I have a month left before I get home. Today I feel like going to the end, getting on a plane and saying ‘adios’. It’s not that this trip is awful, quite the contrary. It’s just that I miss home. I miss my hubby, dogs, bed, bath, mugs of tea and the familiarity that comes with all of it. Traveling can be tough. I want to experience different things and see different places yet I yearn for the similar.
Being away from home for four weeks breaks through the exciting barrier. Nine years ago I spent 4 months with my sister in Scotland and I went through the same after the first month. Then a shift happens and familiar takes on a new look. I imagine this time will be no different. My rucksack and limited wardrobe feels at the same time both restrictive and comforting.
The slow travel cuts me off from the speed of ‘normal’ life. Walking from town to town gives me a feeling of accomplishment and frustration. It seems to be talking so long to get places as we log around 5km an hour- mountains permitting. I run faster than this yet I know this is not a race. The beauty begins to numb my brain and it becomes a hassle to take out my camera. I sound restless and ungrateful but I know that this is part of my process.
Small things take on a new importance. A chair has never felt so welcomed. Ice in a fizzy coldrink fills me with delight. Bottom bunks become exciting and no bunks feel like a huge gift. A bath tub is like a four leaved clover and a hair dryer has become a new sense of excitement. I have been asked if my experiences are anything like I expected. I can honestly say ‘no’. However I am not sure what I expected. In a way I expected it to be more spiritual but so far it is not. The methodical rhythm of walking has not really led me to any spiritual answers. It has not made me fall on bended knee at the endless supply of quaint churches and tears have not yet spilled from the dark abyss of grief which I know is locked down somewhere inside.

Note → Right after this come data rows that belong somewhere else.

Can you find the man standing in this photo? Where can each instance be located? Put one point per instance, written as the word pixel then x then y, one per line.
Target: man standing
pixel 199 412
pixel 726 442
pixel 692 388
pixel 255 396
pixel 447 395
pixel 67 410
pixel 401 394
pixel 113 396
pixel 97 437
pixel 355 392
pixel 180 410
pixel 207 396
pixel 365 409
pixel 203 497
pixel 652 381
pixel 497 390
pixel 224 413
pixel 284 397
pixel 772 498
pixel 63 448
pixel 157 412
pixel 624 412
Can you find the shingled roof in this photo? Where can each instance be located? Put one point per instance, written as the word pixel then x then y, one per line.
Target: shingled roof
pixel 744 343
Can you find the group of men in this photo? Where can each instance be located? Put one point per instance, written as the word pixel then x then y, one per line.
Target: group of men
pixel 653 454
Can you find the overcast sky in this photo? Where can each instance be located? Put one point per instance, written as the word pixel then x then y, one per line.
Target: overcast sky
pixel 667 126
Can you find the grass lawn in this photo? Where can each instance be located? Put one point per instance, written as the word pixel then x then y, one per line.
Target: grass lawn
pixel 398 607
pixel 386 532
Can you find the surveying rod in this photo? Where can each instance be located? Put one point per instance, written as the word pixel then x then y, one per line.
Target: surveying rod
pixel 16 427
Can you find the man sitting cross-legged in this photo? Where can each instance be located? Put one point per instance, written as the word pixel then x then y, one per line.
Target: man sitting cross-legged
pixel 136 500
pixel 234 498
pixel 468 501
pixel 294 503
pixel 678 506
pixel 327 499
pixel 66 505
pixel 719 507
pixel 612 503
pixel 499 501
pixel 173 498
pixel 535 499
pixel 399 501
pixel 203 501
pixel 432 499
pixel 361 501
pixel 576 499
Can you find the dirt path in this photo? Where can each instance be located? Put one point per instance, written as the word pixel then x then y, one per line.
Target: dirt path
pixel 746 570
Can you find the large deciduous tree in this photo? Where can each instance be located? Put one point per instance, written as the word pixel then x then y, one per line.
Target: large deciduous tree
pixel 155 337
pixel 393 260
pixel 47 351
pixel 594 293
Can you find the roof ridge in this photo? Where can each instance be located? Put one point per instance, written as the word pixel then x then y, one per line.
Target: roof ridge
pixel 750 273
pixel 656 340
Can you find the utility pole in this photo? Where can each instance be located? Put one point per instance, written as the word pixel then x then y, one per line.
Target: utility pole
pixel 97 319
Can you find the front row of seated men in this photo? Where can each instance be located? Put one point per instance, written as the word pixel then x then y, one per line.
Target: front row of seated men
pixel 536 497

I have felt light and delight at the beauty of the Heidi houses, the valleys and fields. I have wondered about the young people living in tiny towns that seem so quiet and deserted. I have been fascinated by the siesta way of life. I am impressed by the peace in the people that look impatient and prove me wrong. I am thankful that so many people live on the camino route to help so many of us with our journey. I have listened to fellow travelers gush about their journey. I overheard a man lament his soul mate who returned early to South Africa, another who was confused by the feelings he was having for a beautiful pilgrim and yet another who was pondering his purpose. Many of us come to the Camino to heal, yet many of us (ok I) wonder what I am doing here. But on a thankful, rest day, it is easy to get contemplative, with the luxury of rest, so I am not concerned with my erratic thoughts. I am simply writing them down to remember.